The department ramped up efforts in the 1990s to combat health-care fraud by using private citizens with inside knowledge of wrongdoing. They now initiate more than 90 percent of the department's lawsuits focusing on health-care fraud.

Whistle-blowers start cases by filing a sealed complaint in federal court. The department investigates the allegation and can intervene, assuming the lead role in the lawsuit. Whistle-blowers then get between 15 percent and 25 percent of the amount recovered.

Of the $9.3 billion recovered between 1996 and 2005, whistle-blowers got more than $1 billion, say analysts, writing for the Annals of Internal Medicine.

The analysts' findings are conservative.

Information was only available for about three-quarters of the 379 cases reviewed. Second, some of the largest recoveries have taken place after the period reviewed.

For example, the study doesn't include the single largest settlement, worth $920 million, which came against Tenet Healthcare Corp., one of the nation's largest hospital chains, in 2006.

Still, the study highlights some important trends in health-care fraud.

While the number of claims pursued has dropped in recent years, recovery amounts have soared because of a late addition to the cast of defendants — pharmaceutical manufacturers. Recoveries jumped from about $10 million a case in 2002 to $50 million by 2005.

Drugmakers are required to sell products to state Medicaid programs at the "best price" offered in the private marketplace. But the companies may artificially inflate the price, according to the report.

Another common scheme is to market drugs for uses not approved by the Food and Drug Administration.

The report's authors, Aaron S. Kesselheim of Brigham and Women's Hospital in Boston, and David M. Studdert of the University of Melbourne in Australia, said data on hundreds of whistle-blower lawsuits should be researched to identify what type of allegations turn out to be legitimate and lead to recoveries so that the department can fast-track such cases. Reports indicate the department rejects about three-quarters of the cases it gets.

The law was recently changed to require larger health-care companies to educate employees about protections for whistle-blowers. Some lawmakers also want to expand the class of people who can file whistle-blower suits, such as government employees, which the business community has opposed.
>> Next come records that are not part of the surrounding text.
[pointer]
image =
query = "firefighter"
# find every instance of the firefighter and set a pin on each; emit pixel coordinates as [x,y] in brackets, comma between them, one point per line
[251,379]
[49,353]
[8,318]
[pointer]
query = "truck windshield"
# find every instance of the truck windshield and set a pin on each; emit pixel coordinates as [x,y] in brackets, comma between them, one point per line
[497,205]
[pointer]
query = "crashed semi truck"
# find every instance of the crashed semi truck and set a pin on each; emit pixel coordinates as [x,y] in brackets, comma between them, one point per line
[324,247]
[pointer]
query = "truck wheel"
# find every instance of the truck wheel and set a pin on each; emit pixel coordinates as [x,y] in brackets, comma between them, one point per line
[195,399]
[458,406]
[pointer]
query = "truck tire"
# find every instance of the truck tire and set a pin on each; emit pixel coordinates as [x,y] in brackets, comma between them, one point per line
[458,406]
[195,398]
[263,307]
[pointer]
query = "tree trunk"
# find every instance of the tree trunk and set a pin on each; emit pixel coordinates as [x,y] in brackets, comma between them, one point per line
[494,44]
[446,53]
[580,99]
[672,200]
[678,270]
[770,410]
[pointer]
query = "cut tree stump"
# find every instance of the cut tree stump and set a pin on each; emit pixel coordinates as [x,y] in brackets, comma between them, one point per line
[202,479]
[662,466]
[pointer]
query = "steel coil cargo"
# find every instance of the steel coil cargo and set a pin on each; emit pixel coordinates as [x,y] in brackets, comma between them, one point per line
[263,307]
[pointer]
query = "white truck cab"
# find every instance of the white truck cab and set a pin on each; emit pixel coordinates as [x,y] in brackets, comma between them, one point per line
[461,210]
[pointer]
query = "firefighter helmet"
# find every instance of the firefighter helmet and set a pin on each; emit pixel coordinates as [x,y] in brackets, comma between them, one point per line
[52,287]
The study indicates the current system is effective in generating significant recoveries for the government, said Matthew Webb, a senior vice president at the U.S. Chamber of Commerce Institute for Legal Reform.

"Some have said the law needs significant changes to make the cases actually stick," Webb said. "If their definition of 'not sticking' is $9.3 billion, I'd hate to see what their definition of sticking is."

Officials representing the trade group for prescription drug manufacturers declined to comment on the Justice Department's greater focus on their members, but said the companies devote significant resources to internal compliance programs that complement the government's efforts to prevent misconduct.